A Jim Crow-era law remains in North Carolina’s constitution, and a group of state legislators is calling for its removal.
State Rep. Kelly Alexander Jr. introduced legislation (H.B. 337) Wednesday to repeal the literacy test requirement from North Carolina’s constitution. The bill has bipartisan support from 34 co-sponsors.
While the passage of the 1965 Voting Rights Act outlawed discriminatory voting practices nationwide, including literacy tests, language in Article VI, Section 4 of North Carolina’s constitution still reads: “Every person presenting himself for registration shall be able to read and write any section of the Constitution in the English language.”
In the South, literacy tests were one of the methods used to prevent Black people from registering to vote. Proponents of the bill say that maintaining the literacy-tests language in the state constitution holds on to North Carolina’s Jim Crow past.
Affirmative votes from at least 60% of members from both houses of the General Assembly are required before the question can go before voters on the ballot in 2022, at the earliest. Supporters hope history doesn’t repeat itself.

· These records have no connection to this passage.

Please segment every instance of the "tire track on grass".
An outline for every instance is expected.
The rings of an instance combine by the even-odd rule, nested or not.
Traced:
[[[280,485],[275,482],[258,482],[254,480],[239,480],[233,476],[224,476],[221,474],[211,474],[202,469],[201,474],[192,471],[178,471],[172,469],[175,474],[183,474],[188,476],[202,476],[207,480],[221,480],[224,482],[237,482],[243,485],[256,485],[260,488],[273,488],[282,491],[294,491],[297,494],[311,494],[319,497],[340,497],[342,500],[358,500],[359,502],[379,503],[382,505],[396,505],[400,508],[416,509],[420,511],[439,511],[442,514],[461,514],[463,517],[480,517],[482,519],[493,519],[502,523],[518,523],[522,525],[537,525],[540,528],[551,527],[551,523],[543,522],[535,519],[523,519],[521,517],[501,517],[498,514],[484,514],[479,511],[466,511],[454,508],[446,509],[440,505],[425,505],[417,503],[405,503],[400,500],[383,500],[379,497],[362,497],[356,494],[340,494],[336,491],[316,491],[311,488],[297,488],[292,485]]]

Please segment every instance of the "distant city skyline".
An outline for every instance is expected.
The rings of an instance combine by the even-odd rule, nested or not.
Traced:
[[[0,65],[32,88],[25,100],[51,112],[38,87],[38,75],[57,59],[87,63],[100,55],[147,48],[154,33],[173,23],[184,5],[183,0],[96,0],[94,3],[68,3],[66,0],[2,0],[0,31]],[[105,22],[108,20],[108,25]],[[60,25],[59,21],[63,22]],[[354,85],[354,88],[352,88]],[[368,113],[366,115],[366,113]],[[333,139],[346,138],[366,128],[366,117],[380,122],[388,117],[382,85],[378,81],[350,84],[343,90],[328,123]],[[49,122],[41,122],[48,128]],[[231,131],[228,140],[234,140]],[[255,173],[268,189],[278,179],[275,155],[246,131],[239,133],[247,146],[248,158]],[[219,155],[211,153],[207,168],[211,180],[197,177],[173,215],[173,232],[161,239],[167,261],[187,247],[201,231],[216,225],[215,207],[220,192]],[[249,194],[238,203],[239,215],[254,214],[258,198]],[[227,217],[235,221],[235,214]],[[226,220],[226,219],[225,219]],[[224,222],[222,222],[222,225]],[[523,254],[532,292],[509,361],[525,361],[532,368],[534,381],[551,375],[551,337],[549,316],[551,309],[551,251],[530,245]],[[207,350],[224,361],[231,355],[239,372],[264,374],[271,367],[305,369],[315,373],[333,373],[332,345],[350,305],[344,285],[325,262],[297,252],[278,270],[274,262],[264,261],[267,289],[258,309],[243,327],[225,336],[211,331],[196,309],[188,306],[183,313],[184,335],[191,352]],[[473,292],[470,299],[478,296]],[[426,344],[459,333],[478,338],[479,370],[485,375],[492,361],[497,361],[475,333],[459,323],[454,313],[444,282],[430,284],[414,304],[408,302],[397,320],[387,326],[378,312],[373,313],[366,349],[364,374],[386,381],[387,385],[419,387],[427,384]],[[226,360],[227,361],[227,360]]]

Henry Frye, North Carolina’s first Black legislator elected after the end of Reconstruction, proposed an amendment in 1969 to abolish the literacy test from the state constitution.
The discriminatory practice had prevented him from registering on his first attempt in Richmond County in 1956, reported the Greensboro News & Record. His literacy test asked him to name the signers of the Declaration of Independence.
Frye succeeded in getting the proposed amendment on the ballot. However, voters rejected it in a statewide referendum in 1970, five years after the Voting Rights Act. Several attempts have been made since then to remove the language from the state’s constitution, but none of those attempts made it out of the General Assembly. Most recently, Alexander sponsored H.B. 314 in the 2019-2020 session; it died in the House Rules Committee.
Terry Brown Jr., a freshman representative in the state House and co-sponsor of the current proposal, said there’s no greater way to honor Frye’s legacy than by carrying the legislation over the finish line. [Frye went on to become North Carolina’s first Black Supreme Court Justice.]
“The culture of North Carolina now is finally ready for the people to pass this vote,” he said. “I think if people were given the chance, they will honor Frye’s legacy.”
The bill passed its first reading on Monday and was sent to the Judiciary 2 House Committee. Brown says that’s significant because it means the bill has a chance to have a hearing.